Solar panels can be somewhat delicate so I wanted to get a bag to carry and protect it. During lunch I went to a luggage place on Liberty Avenue because I know they have plenty of bags of all sizes. There were some things that were close but either didn't have enough for the cables and other accessories or was too large. The salesman had a few other things but eventually came up with a bag that was nearly perfect.
That's insane! I'm not going protect my sensitive electronic equipment with a bag worth more than the device. I'd need to get a bag to protect the bag.
So, I went next door to the Broadway Army-Navy Store and immediately found something that was wholly adequate.
Monday, January 01, 2007
Yesterday I went out to take advantage if the unseasonably warm weather to ride one last bit of bike trail before the rain came in the afternoon. I started at Saltsburg and headed east on the West Penn Trail to scout out the new section connecting the trail through State Games Lands 328 to the Conemaugh Dam. 6 miles each way. Then I headed west as they completed building the bridge over Blacklegs Creek, opening up a whole new section of trail to Avonmore. About 5 miles each way. Then it was south along the Westmoreland Heritage Trail and back. 2.5 miles each way.
At the end of my riding, my bike's odometer read 2,494 miles for the year.

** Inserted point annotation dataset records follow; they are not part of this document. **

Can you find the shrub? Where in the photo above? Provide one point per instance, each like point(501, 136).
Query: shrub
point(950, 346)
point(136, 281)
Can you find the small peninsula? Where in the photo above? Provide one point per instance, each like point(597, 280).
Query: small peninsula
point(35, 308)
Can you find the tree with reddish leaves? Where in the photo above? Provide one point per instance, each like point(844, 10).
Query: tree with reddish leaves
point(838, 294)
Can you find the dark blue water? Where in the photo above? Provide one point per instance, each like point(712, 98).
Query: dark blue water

I don't feel any particular disappointment that I wasn't able to to come up with 6 more miles to roll it over to a nice round number like 2,500, but I had set a rough goal of topping 3,000 miles for the year. Not because the number itself means anything in and of itself but because it is representative of the amount of exercise and sightseeing I would like to accomplish.
I also downloaded the logs of my Geocaching and ran them through a statistical program. That revealed that I had only found 37 caches in 2006 when in previous years I had logged closer to 70. Again, this isn't a contest and I don't win by finding more caches than anyone else but the numbers show that I'm not getting out as much as I used to. I'm not riding the trails as much. I'm not hiking as much. I'm not exploring as much. And that is what it is about.
So, herein I make my New Year's Resolution (tm) to ride 3,000 miles on my bike and find at least 70 geocaches.
The 3,000 miles should be relatively easy. Since Codename P has been caught and promised to not vandalize my car anymore, I no longer have to park at the Swineborne lot it hopes of gathering more evidence against him. I can go back to parking at the top of Schenley Park. That should just about double my daily commute. That's easily an additional 1,000 miles right there.
Geocaching may be a little more of a challenge to bring those numbers back up. It will take dedicating a certain amount of time on weekends to the endeavor. Much of it can be combined with bike riding, especially on trails I haven't already ridden yet, but mostly it will require a dedication to getting out at least once a week.
And remember, the numbers aren't the goal. Getting out is the goal. The numbers are just a measure of that.